Time for Incubation and Innovation

The Olympics serve as a natural incubator for innovation. They occur on a regular basis, with differing events every four years. TV producers, photographers, athletic goods manufacturers, architects, and transportation experts have a minimum of four years to bring the next innovations to the Games and the public.

Those of us who viewed the Olympics were aware of a number of innovations that came from the designers of the Opening Ceremony, Chinese filmmaker Zhang Yimou and Chinese choreographer Zhang Jigagn in their use of digital technology, real time photography, and coordination of 15,000 performers. It appeared that every recent breakthrough in technology, fireworks, costuming, high wire stunts, and music were beautifully wrapped into that ceremony. Seven years went into the planning and coordination of the Bejing Olympics. Teams worked together to assure China came onto the world stage in a memorable way. What does this tell us? The number of engaged workers will skyrocket when everyone is given a voice and the tools of creativity are widely distributed. In such organizations where competency and ability are more important than positions and titles, power comes from below. Authority is dependent on skill and judgment. These companies create an evolving advantage over time and will stay ahead of the curve.

Clear Goals and Metrics

Olympians have clear goals. They know the records they want to beat. They know exactly (within hundredths of a second) how fast they have to move or how high they have to jump. They know how they’re measured in diving and gymnastics. They know each element they have to perform and the subtleties included. They get immediate feedback. Deming said years ago, "You get what you measure."

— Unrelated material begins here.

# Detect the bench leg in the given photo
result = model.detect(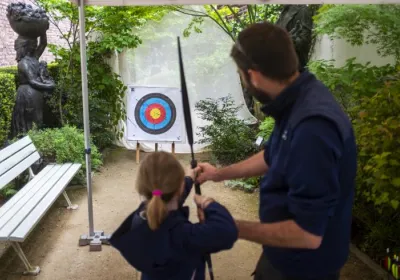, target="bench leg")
[11,242,40,276]
[63,191,79,210]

Myriads of manufacturers also know these metrics and continually refine their products (swimsuits, running shoes, workout clothes, cameras, measuring devices, nutritional products, etc.) to help assure higher jumps, faster speeds, safer equipment, more adequate measuring devices, technology to enhance judges maintaining the criteria, etc. There is a clear and continual connection between these organizations and the athletes and nations they serve—through design, development, usage, and redesign.

With athletes, the strategy is to win, break records, and enhance the sport using all the aids possible. The manufacturers, employees, athlete, and coaches have a similar perspective on winning. And having clear goals and strategies, and ways to measure success, are intrinsically motivating. The more tightly aligned innovation strategy is with business strategy, the greater the level performance, income growth and shareholder returns, while the lower the level of alignment, the smaller the return. Companies are the most innovative:

• When they are committed to understanding their customers' needs.
• When they are first to bring a novel product or service to the market.
• When they follow their competitors' moves.
• When they focus on breakthrough technologies and swing for the fence more than taking on a piecemeal approach to innovation.

Summary

Some organizations are plagued with an archaic management model invented more than a hundred years ago that produces disengaged employees, hamstrung innovation, and inflexible organizations. Engagement will flourish when coaching relationships honor talent, trust employees, and support autonomy of individuals and teams. Innovation is successful when aligned to a business strategy with clear goals and metrics for success. Companies that support customer insight in designing innovation efforts have a higher level of success. Trust your workers by granting them the independence and time to innovate.